The service made its commitment to the Ansat-U in 2012, following the completion of state acceptance on the customized training version that features wheeled undercarriage and KSU-A fly-by-wire flight controls. The latter enables the artificial emulation of the handling qualities of heavier rotorcraft to reduce syllabus costs. According to the instructors at Syzran, teething problems with the Ansat-U have largely been fixed by now.
Thanks to the KSU-A, the type has won a reputation to be “very forgiving” for novice pilots and is considered as “easier to master” when compared with other helicopters in Russian service, since all of them employ mechanical linkages with hydraulic boost. Even though the KSU-A has not delivered on all its early promises concerning the accurate emulation of all in-service rotorcraft types, the military intends to keep it on Ansats and develop the FBW technology further.
While Canadian engines remain available for freshly assembled Ansats for commercial operators, the Kremlin demanded that the United Engine Corporation (ODK) develop a complete line of turboshaft engines to exclude foreign suppliers from the Russian Helicopters supply chain. ODK general designer Yuri Shmotin has recently announced development of the Klimov VK-1600V for application to the Kamov Ka-62, and VK-650V for the Ka-226 and Ansat. Their certification is planned for 2023. In his words, the draft design of the VK-650—which develops between 500 and 700 hp—will be completed later this year to enable the building of prototypes for testing. “The work is ongoing, funding is provided”, Shmotin said.
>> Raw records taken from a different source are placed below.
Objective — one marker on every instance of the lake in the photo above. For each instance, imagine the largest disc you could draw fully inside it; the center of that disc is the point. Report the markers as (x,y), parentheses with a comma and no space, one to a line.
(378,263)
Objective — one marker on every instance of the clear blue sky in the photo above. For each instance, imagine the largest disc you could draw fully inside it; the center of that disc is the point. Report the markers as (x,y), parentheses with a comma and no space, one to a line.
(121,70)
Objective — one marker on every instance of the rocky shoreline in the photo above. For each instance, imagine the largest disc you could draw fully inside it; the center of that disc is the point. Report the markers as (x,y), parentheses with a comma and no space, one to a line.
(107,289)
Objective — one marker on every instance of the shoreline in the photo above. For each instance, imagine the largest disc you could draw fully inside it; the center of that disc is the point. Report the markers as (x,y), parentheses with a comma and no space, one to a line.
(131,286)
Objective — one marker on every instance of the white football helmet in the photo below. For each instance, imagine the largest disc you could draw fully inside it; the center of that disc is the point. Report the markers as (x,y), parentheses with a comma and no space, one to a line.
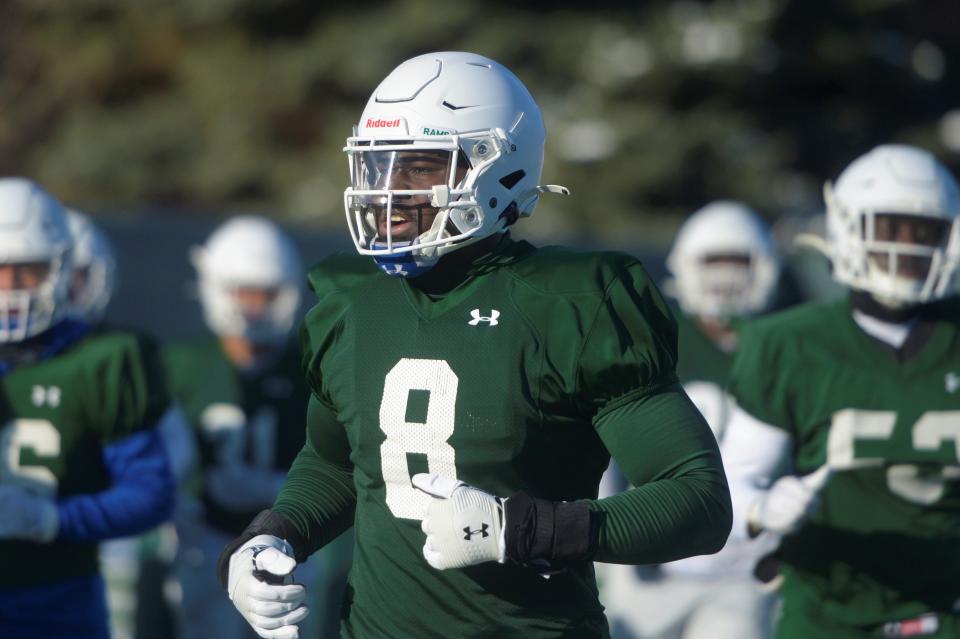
(724,262)
(892,226)
(33,230)
(451,134)
(249,253)
(93,269)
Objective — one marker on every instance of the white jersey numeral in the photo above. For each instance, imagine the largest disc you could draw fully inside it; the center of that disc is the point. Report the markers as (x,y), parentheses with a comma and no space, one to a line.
(39,436)
(427,438)
(904,480)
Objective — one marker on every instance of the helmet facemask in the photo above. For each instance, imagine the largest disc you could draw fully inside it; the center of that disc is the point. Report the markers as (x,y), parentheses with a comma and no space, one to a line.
(412,201)
(259,313)
(726,283)
(31,298)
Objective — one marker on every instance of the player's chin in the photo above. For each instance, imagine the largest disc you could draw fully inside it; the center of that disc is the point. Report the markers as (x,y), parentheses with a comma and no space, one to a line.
(403,231)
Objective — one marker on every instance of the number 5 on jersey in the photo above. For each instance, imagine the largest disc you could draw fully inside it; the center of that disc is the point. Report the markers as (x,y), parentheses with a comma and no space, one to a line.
(428,437)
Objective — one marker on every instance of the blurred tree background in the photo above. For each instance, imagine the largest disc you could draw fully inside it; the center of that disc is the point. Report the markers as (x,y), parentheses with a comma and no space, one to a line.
(213,106)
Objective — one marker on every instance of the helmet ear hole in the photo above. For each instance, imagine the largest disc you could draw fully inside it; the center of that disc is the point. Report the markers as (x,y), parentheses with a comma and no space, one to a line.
(510,215)
(509,181)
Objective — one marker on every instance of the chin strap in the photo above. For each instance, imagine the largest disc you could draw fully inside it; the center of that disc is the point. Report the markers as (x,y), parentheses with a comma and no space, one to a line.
(542,188)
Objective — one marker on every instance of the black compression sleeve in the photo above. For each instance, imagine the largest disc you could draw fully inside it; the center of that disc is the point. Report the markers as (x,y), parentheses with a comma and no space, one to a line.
(266,522)
(558,532)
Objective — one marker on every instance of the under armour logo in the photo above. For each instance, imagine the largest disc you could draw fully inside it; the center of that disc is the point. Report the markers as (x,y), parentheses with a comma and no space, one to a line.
(952,382)
(482,531)
(489,319)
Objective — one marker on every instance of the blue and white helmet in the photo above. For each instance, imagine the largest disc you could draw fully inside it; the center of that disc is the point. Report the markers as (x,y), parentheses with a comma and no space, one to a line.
(93,269)
(483,134)
(33,231)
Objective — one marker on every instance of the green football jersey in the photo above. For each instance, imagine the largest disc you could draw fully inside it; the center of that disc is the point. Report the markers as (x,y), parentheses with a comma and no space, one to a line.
(704,370)
(496,383)
(885,542)
(56,416)
(255,420)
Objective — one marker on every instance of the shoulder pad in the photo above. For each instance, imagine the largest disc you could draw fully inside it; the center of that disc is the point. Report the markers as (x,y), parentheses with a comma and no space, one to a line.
(341,271)
(563,270)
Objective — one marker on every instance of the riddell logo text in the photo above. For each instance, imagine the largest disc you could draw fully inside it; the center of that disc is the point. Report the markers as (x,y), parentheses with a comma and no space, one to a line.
(380,123)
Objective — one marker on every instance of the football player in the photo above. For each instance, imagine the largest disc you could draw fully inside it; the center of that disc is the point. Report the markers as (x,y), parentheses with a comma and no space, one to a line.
(468,391)
(725,266)
(846,436)
(242,389)
(81,457)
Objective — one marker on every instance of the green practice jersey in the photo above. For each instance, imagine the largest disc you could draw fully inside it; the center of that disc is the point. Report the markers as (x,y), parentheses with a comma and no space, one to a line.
(253,420)
(56,416)
(885,542)
(500,383)
(704,370)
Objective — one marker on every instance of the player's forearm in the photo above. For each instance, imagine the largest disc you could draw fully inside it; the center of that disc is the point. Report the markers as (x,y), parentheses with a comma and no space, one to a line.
(664,520)
(141,496)
(318,500)
(681,504)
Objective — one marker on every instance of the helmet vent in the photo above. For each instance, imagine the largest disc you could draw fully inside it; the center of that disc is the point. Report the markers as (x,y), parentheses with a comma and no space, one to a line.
(510,181)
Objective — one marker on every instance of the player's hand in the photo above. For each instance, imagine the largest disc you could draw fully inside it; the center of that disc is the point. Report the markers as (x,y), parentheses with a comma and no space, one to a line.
(788,503)
(27,516)
(464,525)
(260,584)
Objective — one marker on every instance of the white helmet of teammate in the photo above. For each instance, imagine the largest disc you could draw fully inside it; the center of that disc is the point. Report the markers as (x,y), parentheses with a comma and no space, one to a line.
(244,254)
(892,226)
(724,262)
(448,150)
(93,269)
(33,235)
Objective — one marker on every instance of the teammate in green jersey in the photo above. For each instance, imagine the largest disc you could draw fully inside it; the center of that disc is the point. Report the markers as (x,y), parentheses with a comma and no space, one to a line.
(244,393)
(459,367)
(81,456)
(725,266)
(846,437)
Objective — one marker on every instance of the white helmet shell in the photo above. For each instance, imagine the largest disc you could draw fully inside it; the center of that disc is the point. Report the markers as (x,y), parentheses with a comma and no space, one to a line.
(93,266)
(892,179)
(720,290)
(33,229)
(479,112)
(248,252)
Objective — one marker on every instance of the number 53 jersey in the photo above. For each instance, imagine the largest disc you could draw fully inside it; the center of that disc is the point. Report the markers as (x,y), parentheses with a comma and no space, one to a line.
(885,542)
(56,416)
(496,384)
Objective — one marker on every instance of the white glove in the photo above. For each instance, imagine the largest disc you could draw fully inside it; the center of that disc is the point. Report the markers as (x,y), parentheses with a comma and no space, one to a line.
(26,516)
(261,586)
(788,503)
(464,525)
(243,489)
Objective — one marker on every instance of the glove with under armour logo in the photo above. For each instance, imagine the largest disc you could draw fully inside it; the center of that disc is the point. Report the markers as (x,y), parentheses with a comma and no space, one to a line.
(467,526)
(464,525)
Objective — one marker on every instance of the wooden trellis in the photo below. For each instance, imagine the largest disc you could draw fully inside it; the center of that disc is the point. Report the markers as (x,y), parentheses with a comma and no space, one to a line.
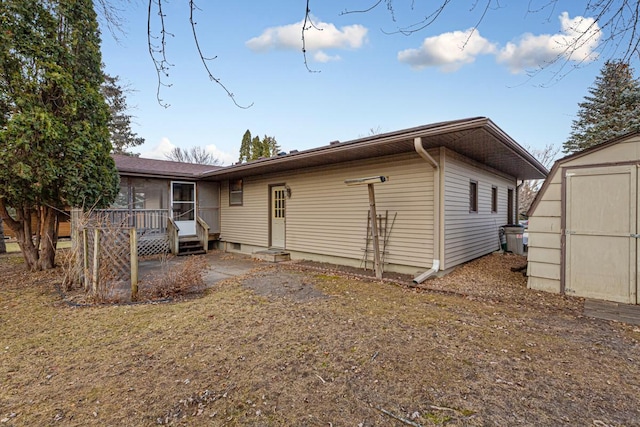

Apart from purchasing more Ansat-Us, the Russian military may also reconsider the Ansat-2RTs, a two-seat armed derivative for reconnaissance, target-illumination and strike missions. Unveiled at MAKS 2005, this version has 90 percent parts commonality with the baseline model. In addition to a pair of 12.7-mm Kord internal machine guns and UV-26 chaff/flare dispensers, the Ansat-2RTs can carry up to 1,300kg (2,866lb) of air-launched munitions on four pylons under stub wings, including S-8 80-mm rockets and Igla self-homing air-to-air missiles.
Through the introduction of more versions and derivatives, Russian Helicopters aims at expanding Ansat’s customer base. The company’s CEO, Andrei Boginsky, hopes that this would increase the backlog and enable the final assembly line at the Kazan Helicopters plant to reach full capacity, at some 60 units per year.